7. Career Education Models.-USOE will build on the career education models being developed by the National Center for Educational Research and Development (NCERD) by including program activities specific to employer-based career education for the gifted and talented. The career education models are designed to display the wide range of work possibilities and to provide earlier opportunities (grades one to 14) for students to explore and test out a variety of occupational fields at all levels. The employer-based model acknowledges that much learning does take place in non-academic settings and provides the opportunities for the gifted and talented to work with profes sionals and experts other than educators, a need cited in the Commissioner's study.

The current models under development will accommodate the needs of some gifted students by providing them with apprenticeship work experiences attached to advanced positions in management, computing, planning commissions, and the like. A plan specifically for the talented, in institutions related to the performing arts, will be developed after the general models have been tested. Approximately $200,000 will be devoted to the design and pilot testing of such a plan in 1973.

8. Experimental Schools.-The Commissioner has asked that at least one of the comprehensive experimental school projects devote attention to the individualization of programs to benefit the gifted and talented students as a component of the compehensive design to effect education reform. This activity is in direct response to a significant finding of the study that in early childhood, gifted and talented students are most neglected, and where special attention is provided there is inadequate and insufficient follow-through in the total educational environment.

9. Supplementary Plans and Centers.-Tile III, ESEA, has already been used by many States to support their program activities in gifted and talented education. In FY 1972 and FY 1973, USOE will continue to encourage these activities through communication with State education agencies, issuance of program guidelines and cooperative assignment of USOE title III program staff to the Gifted and Talented Program Group.

10. Regional Offices.-One staff member will be identified in each of the ten Regional Offices of Education as responsible, at least part time, for gifted and talented education. The relevant activities will include

liaison with the Office of Education national office, developmental assistance to the State education agencies, continuous dissemination of information, and management of specialized regional activities as they arise.

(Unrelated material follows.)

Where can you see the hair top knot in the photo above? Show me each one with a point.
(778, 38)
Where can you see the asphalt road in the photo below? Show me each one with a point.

11. Higher Education.-The existing OE programs relating to higher education will be carefully studied by the Gifted and Talented Program Group in order to optimize their potential for the talented population and their teachers. The objectives of the Talent Search, Upward Bound and Student Aid programs relate to disadvantaged, low-income, and minority groups, many of them underachieving gifted and talented students. These higher education programs have as their clientele the secondary school-age group from which students of particularly high potential are identified and supported in extending their horizons to facilitate their success at institutions of higher learning. Fellowships are available for potential higher education personnel, who would educate potential teachers of the gifted and talented.

The expertise of staff personnel in the above-mentioned programs will be utilized as part of the Gifted and Talented Program Group, with the expectation of expanding the current focus and better identifying and serving the needs of the high potential disadvantaged student at the elementary and secondary level.

"Equal education is the foundation of the right to be a human being.... This does not mean that any gifted child or any child having a greater capability to learn may or shall be deprived of his or her opportunity of learning more. It does mean that every child shall have the equal opportunity to learn to the best of his or her ability. That opportunity must be made available to all on equal terms." Alfred Gitelson, Judge, County of Los Angeles, Superior Court Case 822854

As quoted in "The Bulletin of the Gifted Children's Association, San Fernando Valley, Inc.," May 1971.